Écrivain lituanien d'expression française, Oscar Vladislas de Lubicz Milosz (À ne pas confondre avec son cousin Czeslaw Milosz) est né le 28 mai 1877 à Czereïa, en Lituanie historique, aujourd'hui la Biélorussie, à l'époque annexée à la Russie. Il est donc russe par sa naissance.
De son enfance passée dans le domaine nobiliaire familial (trente mille hectares) entre un père — boyard fin de race aux lubies extravagantes — et une mère juive terriblement distante, mais auprès d'une préceptrice française qui lui donne l'amour de la langue française, Milosz gardera toujours l'inconsolable souvenir d'une contrée mythique "étrange, vaporeuse, voilée, murmurante". Lituanie de rêve et de désir, qu'il quitte en 1889 pour Paris où s'installent ses parents.

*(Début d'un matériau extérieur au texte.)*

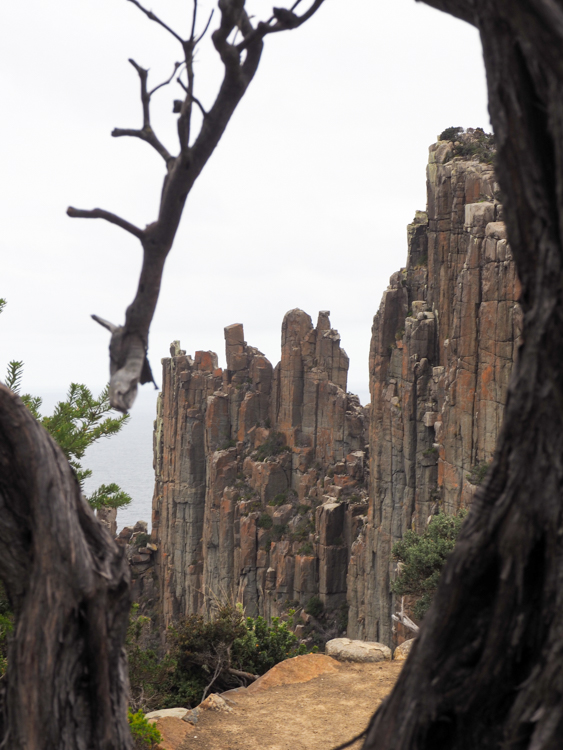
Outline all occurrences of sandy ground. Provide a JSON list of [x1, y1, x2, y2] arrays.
[[153, 655, 403, 750]]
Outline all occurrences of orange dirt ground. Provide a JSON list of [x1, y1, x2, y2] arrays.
[[153, 654, 403, 750]]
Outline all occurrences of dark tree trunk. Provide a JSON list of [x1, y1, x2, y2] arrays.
[[0, 385, 132, 749], [363, 2, 563, 748]]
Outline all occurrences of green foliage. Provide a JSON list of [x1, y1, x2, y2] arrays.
[[134, 533, 152, 548], [128, 604, 314, 711], [467, 461, 491, 486], [1, 299, 130, 510], [231, 613, 308, 675], [299, 541, 314, 555], [128, 710, 162, 750], [271, 524, 288, 541], [257, 513, 273, 530], [219, 438, 236, 451], [391, 511, 467, 620], [439, 126, 463, 141], [269, 492, 288, 507], [4, 360, 24, 394], [254, 432, 291, 462], [289, 516, 314, 543], [305, 595, 324, 618]]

Il sort bachelier du lycée Janson-de-Sailly puis, passionné par les langues (il maîtrise l'anglais, l'allemand, le polonais, le russe), il étudie l'épigraphie hébraïque et assyrienne.

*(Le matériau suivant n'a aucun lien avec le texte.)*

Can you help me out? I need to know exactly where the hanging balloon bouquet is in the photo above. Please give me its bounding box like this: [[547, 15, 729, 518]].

En 1899, il publie Le Poème des décadences qui réverbère l'extrême lassitude d'un monde où Dieu est mort, où tout est vieux et faux ("Ces mensonges du temps qu'on nomme souvenirs !") et où la quête de l'amour achoppe sur le mystère du féminin qu'incarnent, d'Aliénor en Salomé, maintes hypostases de la femme. Hélas, elles n'ont que leur corps à offrir, pauvre fantôme plus ou moins tangible, alors que Milosz ne rêve que d'âme.
Les Sept Solitudes (1906), qui paraît au retour d'un séjour en Lituanie, offre le même climat de sensualité nimbée de dégoût, de vide aspirant à un impossible amour, d'écartèlements entre les échos douloureux d'une enfance morte et les plis d'extase des enchantements de la chair. Rythmé par d'obsédantes images célébrant avec une éloquence d'hostie la plaie éternelle de l'amour, et enveloppé par les sons étrangement voilés d'une incoercible nostalgie, le livre est cependant enluminé par l'énigmatique figure d'une princesse initiée, la "petite reine Karomama du temps jadis", morte il y a vingt-trois siècles, et en qui il faut sans doute voir l'inaccessible et idéale passion du poète.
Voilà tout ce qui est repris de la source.